‘O, ik zal er bij zijn, Reine,’ pochte hij, ‘'s morgens vroeg en 's avonds laat; er komen ook windstilte en afgestelde Heiligdagen,... maar nu moet ik nog een vrouwmensch zoeken,’ lachte hij.
Reine gevoelde reeds met vrees, waarheen hij wilde. Zij zweeg.
‘Ik heb een schoonen “ponk” geld zitten,’ vervolgde hij ernstig; ‘ha ja, mijn ouders zijn vroeg gestorven, ik heb voor niemand moeten zorgen en ik mag het zeggen, ik heb niet gedaan als velen, die alles verbrassen; wie zich zelven prijst, deugt niet, zegt het spreekwoord; maar gij weet zoo goed als ik, dat ik geen drinker of geen vloeker ben.’
Dat was waar, dit recht moest hem een ieder laten wedervaren, zei Reine.
‘Gij zult evenzoo wat opgestoken hebben; gij zijt ook alleen,’ sprak hij, haar minzaam, schuchter van terzijde aanziende.
‘Och neen,’ antwoordde het meisje haastig, met verhoogden blos, in het opwerpen dezer quaestie een uitweg ziende, ‘neen, Lieven, als gij dat meent, slaat gij den bal mis.’
‘Gij zijt behendig en “boos” (werkzaam) en dat is mij genoeg; ik ben geen geldhond,’ zei de jonge man op trouwen toon en zijn open gelaat, dat eene begeesterde uitdrukking verkreeg, getuigde voor de oprechtheid zijner woorden, ‘ik peins niet, wat brengt zij mede?
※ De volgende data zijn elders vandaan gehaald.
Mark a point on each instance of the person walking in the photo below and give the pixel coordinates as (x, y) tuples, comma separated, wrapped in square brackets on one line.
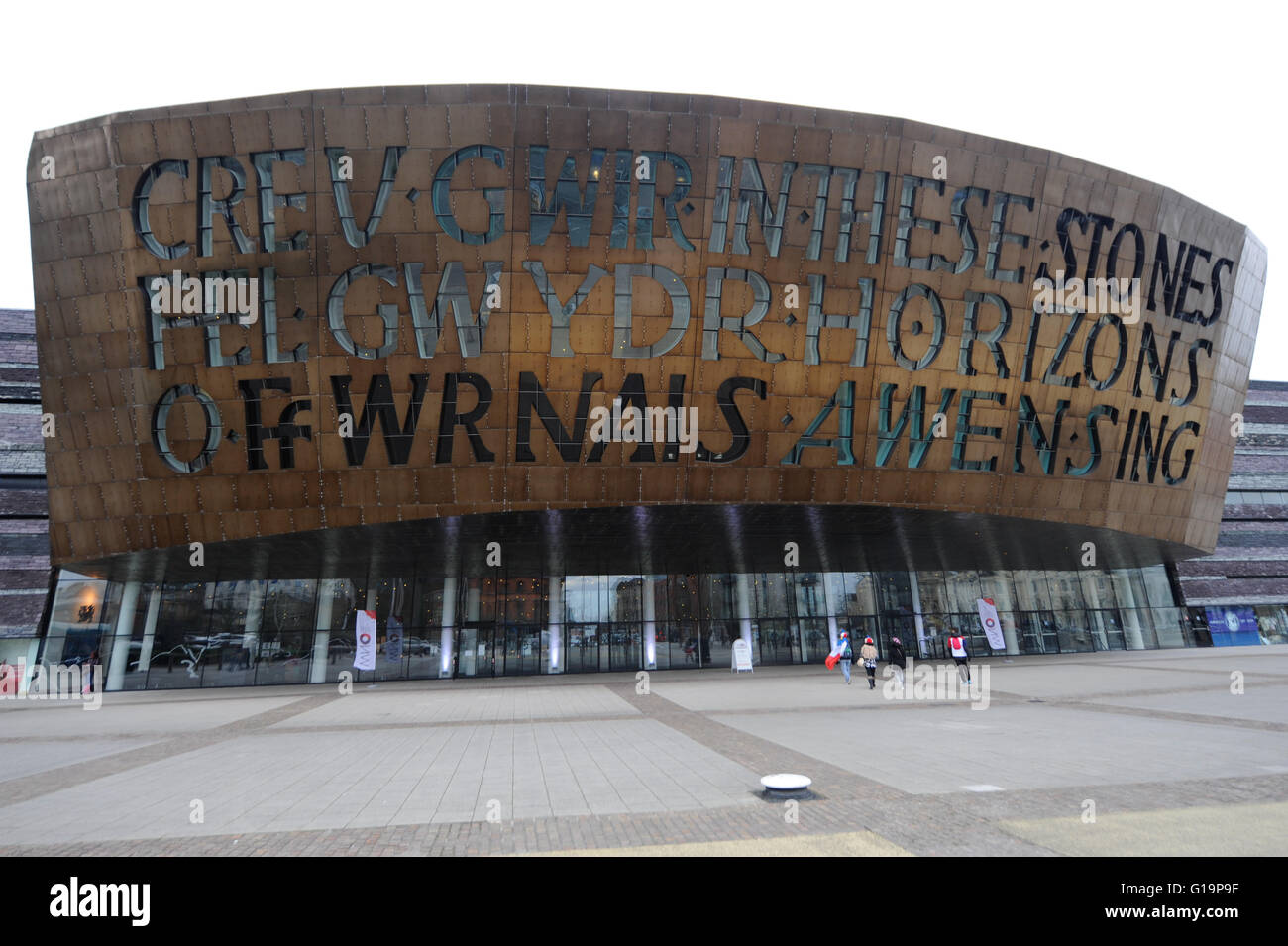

Ik zeg u: Reine, ik zie u gaarne en ik respecteer u en ik vraag u: willen wij ons geluk te zamen slaan? Wat is er toch op aarde liefelijker dan de liefde, dan de goede overeenkomst?’ stotterde hij.
Arme knaap, zijne lippen beefden, zijn hart stroomde over van teedere gevoelens voor haar en hij vond niets dan dwaze volzinnen om ze uit te drukken.
Maar al had hij de welsprekendheid van een eersten redenaar bezeten, toch zou de uitverkorene zijns harten geantwoord hebben als nu:
‘Lieven, het spijt mij, maar ik moet zeggen van neen.’
Zij ook was aangedaan en hare tong belemmerd.